Why doesn’t Scipy’s wasserstein_distance use linear programming

linear programmingoptimal-transportprogrammingpythonstatistics

Question

Kantorovich's formulation of the optimal transport problem using the Wasserstein distance is

$$\begin{align}\begin{aligned}W_p(a,b)=(\min_\gamma \sum_{i,j}\gamma_{i,j}\|x_i-y_j\|_p)^\frac{1}{p}\\s.t. \gamma 1 = a; \gamma^T 1= b; \gamma\geq 0\end{aligned}\end{align}$$

It is often taught that this is solved using linear programming:

$$\begin{align}\begin{aligned}OT(a,b)=\min_\gamma \quad \sum_{i,j}\gamma_{i,j}M_{i,j}\\s.t. \gamma 1 = a; \gamma^T 1= b; \gamma\geq 0\end{aligned}\end{align}$$

How then is the function scipy.stats.wasserstein_distance able to solve Wasserstein/OT without linear programming? What approach/method is the function using?

My guess

I am aware that wasserstein_distance is for 1D distributions only, and there so happens to be a closed-form analytical solution in the 1D case which is

$$\mathcal{W}_{p}(\mu, \nu) =\left(\int_{0}^{1}\left|F_{\mu}^{-1}(z)-F_{\nu}^{-1}(z)\right|^{p} \mathrm{d} z\right)^{\frac{1}{p}}$$

The formula above contains inverse probability functions $F^{-1}$. The code, shown next, however, does not contain inverse probability functions from what I can see.

Code

I know this sounds like a stackoverflow question, but it's not (and I need to write the math formulas): I'm trying to figure out what formula/approach is being used by the code since the code does not resemble anything above: It doesn't use linear programming, otherwise we would see scipy.optimize.linprog somewhere, and it doesn't use inverse probability, otherwise we would see .ppf somewhere:

def wasserstein_distance(u_values, v_values, u_weights=None, v_weights=None):
    r"""
    Compute the first Wasserstein distance between two 1D distributions.
    This distance is also known as the earth mover's distance, since it can be
    seen as the minimum amount of "work" required to transform :math:`u` into
    :math:`v`, where "work" is measured as the amount of distribution weight
    that must be moved, multiplied by the distance it has to be moved.
    .. versionadded:: 1.0.0
    Parameters
    ----------
    u_values, v_values : array_like
        Values observed in the (empirical) distribution.
    u_weights, v_weights : array_like, optional
        Weight for each value.
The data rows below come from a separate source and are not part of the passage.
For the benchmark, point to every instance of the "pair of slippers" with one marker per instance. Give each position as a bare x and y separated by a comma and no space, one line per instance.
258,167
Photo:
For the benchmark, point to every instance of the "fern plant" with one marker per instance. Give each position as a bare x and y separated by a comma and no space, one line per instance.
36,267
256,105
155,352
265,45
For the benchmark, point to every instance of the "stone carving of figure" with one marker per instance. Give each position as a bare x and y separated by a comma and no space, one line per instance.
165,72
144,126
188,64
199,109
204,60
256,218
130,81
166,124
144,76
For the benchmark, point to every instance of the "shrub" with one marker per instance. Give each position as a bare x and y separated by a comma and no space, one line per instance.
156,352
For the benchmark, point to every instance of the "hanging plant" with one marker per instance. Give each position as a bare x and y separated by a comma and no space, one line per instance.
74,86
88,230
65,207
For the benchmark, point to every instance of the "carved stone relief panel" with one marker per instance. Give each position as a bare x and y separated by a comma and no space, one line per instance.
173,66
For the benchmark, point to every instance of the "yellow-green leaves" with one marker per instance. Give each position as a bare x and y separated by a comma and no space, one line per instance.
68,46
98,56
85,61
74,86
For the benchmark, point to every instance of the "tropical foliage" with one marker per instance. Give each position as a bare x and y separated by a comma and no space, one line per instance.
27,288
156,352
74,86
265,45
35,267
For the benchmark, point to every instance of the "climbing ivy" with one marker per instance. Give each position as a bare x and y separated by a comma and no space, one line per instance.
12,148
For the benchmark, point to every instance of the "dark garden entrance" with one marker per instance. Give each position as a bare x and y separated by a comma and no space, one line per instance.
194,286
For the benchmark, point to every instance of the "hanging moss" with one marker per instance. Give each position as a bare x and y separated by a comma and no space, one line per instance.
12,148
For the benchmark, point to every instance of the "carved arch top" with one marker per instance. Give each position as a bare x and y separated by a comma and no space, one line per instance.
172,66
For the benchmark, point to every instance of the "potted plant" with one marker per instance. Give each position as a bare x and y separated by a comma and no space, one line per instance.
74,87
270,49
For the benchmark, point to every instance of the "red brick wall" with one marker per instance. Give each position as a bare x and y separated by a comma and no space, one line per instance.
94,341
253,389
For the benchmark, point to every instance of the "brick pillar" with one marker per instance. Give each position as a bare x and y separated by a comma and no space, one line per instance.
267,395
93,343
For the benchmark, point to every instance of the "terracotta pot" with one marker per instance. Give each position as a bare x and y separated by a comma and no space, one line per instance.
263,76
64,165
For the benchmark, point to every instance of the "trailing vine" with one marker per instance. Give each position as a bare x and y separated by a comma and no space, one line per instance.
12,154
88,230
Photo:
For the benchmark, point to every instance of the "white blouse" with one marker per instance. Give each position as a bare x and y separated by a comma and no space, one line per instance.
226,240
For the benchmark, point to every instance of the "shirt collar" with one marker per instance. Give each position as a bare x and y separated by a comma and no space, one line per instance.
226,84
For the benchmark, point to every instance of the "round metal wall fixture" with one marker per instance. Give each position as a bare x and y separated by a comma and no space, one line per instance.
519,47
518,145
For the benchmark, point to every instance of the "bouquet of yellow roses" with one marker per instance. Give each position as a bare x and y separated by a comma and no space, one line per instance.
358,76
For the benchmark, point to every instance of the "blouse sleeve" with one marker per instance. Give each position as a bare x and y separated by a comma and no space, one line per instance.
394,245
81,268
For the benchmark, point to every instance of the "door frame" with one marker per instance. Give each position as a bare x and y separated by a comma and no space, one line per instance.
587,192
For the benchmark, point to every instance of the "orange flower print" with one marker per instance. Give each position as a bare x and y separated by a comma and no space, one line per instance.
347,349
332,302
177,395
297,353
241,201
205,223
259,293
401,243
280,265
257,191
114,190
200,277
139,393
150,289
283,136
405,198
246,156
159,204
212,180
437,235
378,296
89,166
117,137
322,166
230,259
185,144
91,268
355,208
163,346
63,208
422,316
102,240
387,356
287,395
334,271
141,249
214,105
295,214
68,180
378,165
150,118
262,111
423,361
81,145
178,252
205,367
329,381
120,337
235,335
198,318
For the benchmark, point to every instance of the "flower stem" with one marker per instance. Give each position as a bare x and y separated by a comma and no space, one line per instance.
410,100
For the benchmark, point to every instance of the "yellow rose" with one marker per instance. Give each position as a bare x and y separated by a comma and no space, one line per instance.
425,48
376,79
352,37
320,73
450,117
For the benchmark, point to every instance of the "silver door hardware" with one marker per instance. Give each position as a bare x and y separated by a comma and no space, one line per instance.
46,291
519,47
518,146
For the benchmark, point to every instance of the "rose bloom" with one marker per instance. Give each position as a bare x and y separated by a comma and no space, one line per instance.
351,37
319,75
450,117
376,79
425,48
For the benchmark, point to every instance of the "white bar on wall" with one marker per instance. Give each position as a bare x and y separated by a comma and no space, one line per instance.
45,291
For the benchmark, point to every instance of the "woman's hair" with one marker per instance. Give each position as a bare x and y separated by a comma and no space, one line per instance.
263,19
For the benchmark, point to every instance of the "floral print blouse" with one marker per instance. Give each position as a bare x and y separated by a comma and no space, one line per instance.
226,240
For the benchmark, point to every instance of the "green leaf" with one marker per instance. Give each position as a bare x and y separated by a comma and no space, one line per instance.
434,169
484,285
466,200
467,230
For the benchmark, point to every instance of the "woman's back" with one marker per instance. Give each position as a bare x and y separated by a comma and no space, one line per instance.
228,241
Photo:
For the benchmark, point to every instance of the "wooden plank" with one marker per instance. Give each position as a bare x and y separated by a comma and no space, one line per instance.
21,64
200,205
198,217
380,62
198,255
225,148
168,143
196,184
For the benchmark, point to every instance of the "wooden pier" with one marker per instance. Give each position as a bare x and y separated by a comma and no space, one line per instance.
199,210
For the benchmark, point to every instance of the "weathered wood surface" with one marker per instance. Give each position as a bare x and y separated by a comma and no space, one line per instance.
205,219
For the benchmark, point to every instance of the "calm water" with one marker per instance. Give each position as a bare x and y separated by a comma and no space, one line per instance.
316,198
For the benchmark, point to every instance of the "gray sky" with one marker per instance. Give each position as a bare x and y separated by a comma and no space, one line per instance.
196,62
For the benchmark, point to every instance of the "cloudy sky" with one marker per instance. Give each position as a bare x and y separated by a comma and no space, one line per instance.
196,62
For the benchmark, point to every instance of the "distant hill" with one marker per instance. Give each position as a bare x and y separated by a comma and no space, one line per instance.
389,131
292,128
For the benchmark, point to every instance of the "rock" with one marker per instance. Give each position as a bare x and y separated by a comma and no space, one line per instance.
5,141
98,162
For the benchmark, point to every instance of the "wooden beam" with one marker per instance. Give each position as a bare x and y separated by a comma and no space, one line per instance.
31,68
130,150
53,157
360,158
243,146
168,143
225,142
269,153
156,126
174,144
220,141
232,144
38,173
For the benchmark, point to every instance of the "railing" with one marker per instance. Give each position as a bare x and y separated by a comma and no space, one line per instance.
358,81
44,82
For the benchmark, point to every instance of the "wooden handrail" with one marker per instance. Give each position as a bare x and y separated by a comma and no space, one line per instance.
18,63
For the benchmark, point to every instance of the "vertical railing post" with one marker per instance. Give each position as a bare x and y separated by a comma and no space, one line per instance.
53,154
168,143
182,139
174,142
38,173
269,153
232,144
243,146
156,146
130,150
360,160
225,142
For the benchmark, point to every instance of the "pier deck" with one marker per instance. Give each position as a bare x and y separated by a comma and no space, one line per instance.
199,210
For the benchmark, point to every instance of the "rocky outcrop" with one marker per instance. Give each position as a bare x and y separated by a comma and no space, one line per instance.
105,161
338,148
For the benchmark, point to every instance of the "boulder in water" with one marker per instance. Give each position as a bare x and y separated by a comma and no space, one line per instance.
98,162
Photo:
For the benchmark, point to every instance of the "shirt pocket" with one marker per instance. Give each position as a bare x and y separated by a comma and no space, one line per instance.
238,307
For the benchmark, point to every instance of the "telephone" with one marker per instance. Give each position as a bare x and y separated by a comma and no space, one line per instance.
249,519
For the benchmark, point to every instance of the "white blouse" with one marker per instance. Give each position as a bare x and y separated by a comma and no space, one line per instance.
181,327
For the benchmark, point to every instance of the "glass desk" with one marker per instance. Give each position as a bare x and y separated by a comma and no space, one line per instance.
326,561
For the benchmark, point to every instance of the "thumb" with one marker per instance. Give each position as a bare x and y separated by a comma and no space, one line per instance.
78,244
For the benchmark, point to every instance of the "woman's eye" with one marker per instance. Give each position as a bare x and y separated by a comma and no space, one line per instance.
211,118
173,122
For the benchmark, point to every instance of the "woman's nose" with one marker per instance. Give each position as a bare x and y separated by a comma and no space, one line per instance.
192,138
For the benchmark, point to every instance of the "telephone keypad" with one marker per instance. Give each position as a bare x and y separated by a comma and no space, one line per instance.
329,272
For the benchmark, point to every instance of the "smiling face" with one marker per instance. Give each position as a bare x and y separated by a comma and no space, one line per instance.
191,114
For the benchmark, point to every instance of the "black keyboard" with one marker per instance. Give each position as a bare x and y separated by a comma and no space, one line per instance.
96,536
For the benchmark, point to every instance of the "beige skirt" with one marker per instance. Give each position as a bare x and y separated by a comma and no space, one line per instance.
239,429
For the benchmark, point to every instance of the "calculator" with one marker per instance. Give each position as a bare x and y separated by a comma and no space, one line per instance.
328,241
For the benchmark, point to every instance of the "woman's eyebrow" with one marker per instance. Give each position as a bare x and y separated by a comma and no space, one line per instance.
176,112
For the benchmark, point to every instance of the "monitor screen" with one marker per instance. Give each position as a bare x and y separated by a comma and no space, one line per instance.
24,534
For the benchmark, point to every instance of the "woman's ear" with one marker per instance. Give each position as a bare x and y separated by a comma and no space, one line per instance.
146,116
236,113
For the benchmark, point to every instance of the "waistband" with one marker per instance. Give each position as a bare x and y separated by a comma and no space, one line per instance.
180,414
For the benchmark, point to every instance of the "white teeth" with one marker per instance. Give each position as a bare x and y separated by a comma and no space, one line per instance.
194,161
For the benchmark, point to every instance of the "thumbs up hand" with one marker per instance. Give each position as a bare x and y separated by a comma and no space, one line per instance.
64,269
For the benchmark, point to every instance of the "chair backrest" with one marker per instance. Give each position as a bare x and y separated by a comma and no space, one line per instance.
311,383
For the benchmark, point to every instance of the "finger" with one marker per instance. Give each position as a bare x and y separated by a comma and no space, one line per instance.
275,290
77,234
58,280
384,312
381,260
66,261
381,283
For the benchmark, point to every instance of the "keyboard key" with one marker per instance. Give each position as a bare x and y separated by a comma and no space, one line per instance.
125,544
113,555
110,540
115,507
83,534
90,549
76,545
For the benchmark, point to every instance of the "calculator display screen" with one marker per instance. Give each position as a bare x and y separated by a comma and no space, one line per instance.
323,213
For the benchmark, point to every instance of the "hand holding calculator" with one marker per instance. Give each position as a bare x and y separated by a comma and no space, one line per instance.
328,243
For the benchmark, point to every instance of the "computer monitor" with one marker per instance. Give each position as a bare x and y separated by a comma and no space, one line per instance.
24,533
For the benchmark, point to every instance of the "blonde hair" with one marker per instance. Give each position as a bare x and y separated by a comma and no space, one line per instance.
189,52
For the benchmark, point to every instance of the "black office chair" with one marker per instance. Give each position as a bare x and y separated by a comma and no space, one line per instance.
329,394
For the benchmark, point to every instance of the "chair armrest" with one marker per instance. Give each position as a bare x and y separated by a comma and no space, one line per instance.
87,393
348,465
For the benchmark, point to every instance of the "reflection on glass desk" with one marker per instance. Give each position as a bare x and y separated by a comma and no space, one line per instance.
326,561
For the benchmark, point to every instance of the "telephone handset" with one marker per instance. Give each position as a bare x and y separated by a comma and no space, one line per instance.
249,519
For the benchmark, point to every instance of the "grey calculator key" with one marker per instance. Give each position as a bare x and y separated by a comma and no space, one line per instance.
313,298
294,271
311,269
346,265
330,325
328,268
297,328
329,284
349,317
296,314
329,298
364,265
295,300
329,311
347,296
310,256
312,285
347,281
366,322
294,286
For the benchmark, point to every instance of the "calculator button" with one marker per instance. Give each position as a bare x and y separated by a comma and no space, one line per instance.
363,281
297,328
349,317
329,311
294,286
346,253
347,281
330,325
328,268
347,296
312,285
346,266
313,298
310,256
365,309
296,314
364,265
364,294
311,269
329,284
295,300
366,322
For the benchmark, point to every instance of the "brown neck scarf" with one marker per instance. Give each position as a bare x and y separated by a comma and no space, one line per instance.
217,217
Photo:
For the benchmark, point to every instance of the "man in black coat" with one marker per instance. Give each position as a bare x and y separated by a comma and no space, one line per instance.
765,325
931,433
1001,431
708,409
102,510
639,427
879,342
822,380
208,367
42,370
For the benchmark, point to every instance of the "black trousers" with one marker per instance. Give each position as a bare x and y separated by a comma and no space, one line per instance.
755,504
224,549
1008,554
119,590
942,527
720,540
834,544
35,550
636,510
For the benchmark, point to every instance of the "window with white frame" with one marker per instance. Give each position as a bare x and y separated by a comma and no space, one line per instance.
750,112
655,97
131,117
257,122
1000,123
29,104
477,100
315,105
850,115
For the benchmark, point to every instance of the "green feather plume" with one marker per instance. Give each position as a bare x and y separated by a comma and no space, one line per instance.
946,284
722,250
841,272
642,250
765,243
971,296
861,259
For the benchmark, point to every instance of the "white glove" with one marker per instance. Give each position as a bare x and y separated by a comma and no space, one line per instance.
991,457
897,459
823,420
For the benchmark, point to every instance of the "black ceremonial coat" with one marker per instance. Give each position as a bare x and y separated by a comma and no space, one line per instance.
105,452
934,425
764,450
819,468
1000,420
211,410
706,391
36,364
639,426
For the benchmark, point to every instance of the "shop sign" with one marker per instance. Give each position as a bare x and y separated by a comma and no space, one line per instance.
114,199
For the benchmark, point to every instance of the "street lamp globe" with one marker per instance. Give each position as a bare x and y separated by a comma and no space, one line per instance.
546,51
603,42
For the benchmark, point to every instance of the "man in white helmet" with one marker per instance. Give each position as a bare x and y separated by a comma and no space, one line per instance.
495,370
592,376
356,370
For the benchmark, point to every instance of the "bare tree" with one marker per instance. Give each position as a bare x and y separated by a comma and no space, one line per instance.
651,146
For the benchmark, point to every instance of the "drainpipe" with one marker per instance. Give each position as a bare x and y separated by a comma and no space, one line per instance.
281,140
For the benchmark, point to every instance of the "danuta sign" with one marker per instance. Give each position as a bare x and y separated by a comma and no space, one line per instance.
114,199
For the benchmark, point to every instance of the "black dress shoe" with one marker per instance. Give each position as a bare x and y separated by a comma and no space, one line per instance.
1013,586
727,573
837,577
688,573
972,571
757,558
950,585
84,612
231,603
If unspecified, each value is assigned the same
        weight.
        `u_weights` (resp. `v_weights`) must have the same length as
        `u_values` (resp. `v_values`). If the weight sum differs from 1, it
        must still be positive and finite so that the weights can be normalized
        to sum to 1.
    Returns
    -------
    distance : float
        The computed distance between the distributions.
    Notes
    -----
    The first Wasserstein distance between the distributions :math:`u` and
    :math:`v` is:
    .. math::
        l_1 (u, v) = \inf_{\pi \in \Gamma (u, v)} \int_{\mathbb{R} \times
        \mathbb{R}} |x-y| \mathrm{d} \pi (x, y)
    where :math:`\Gamma (u, v)` is the set of (probability) distributions on
    :math:`\mathbb{R} \times \mathbb{R}` whose marginals are :math:`u` and
    :math:`v` on the first and second factors respectively.
    If :math:`U` and :math:`V` are the respective CDFs of :math:`u` and
    :math:`v`, this distance also equals to:
    .. math::
        l_1(u, v) = \int_{-\infty}^{+\infty} |U-V|
    See [2]_ for a proof of the equivalence of both definitions.
    The input distributions can be empirical, therefore coming from samples
    whose values are effectively inputs of the function, or they can be seen as
    generalized functions, in which case they are weighted sums of Dirac delta
    functions located at the specified values.
    References
    ----------
    .. [1] "Wasserstein metric", https://en.wikipedia.org/wiki/Wasserstein_metric
    .. [2] Ramdas, Garcia, Cuturi "On Wasserstein Two Sample Testing and Related
           Families of Nonparametric Tests" (2015). :arXiv:`1509.02237`.
    Examples
    --------
    >>> from scipy.stats import wasserstein_distance
    >>> wasserstein_distance([0, 1, 3], [5, 6, 8])
    5.0
    >>> wasserstein_distance([0, 1], [0, 1], [3, 1], [2, 2])
    0.25
    >>> wasserstein_distance([3.4, 3.9, 7.5, 7.8], [4.5, 1.4],
    ...                      [1.4, 0.9, 3.1, 7.2], [3.2, 3.5])
    4.0781331438047861
    """
    return _cdf_distance(1, u_values, v_values, u_weights, v_weights)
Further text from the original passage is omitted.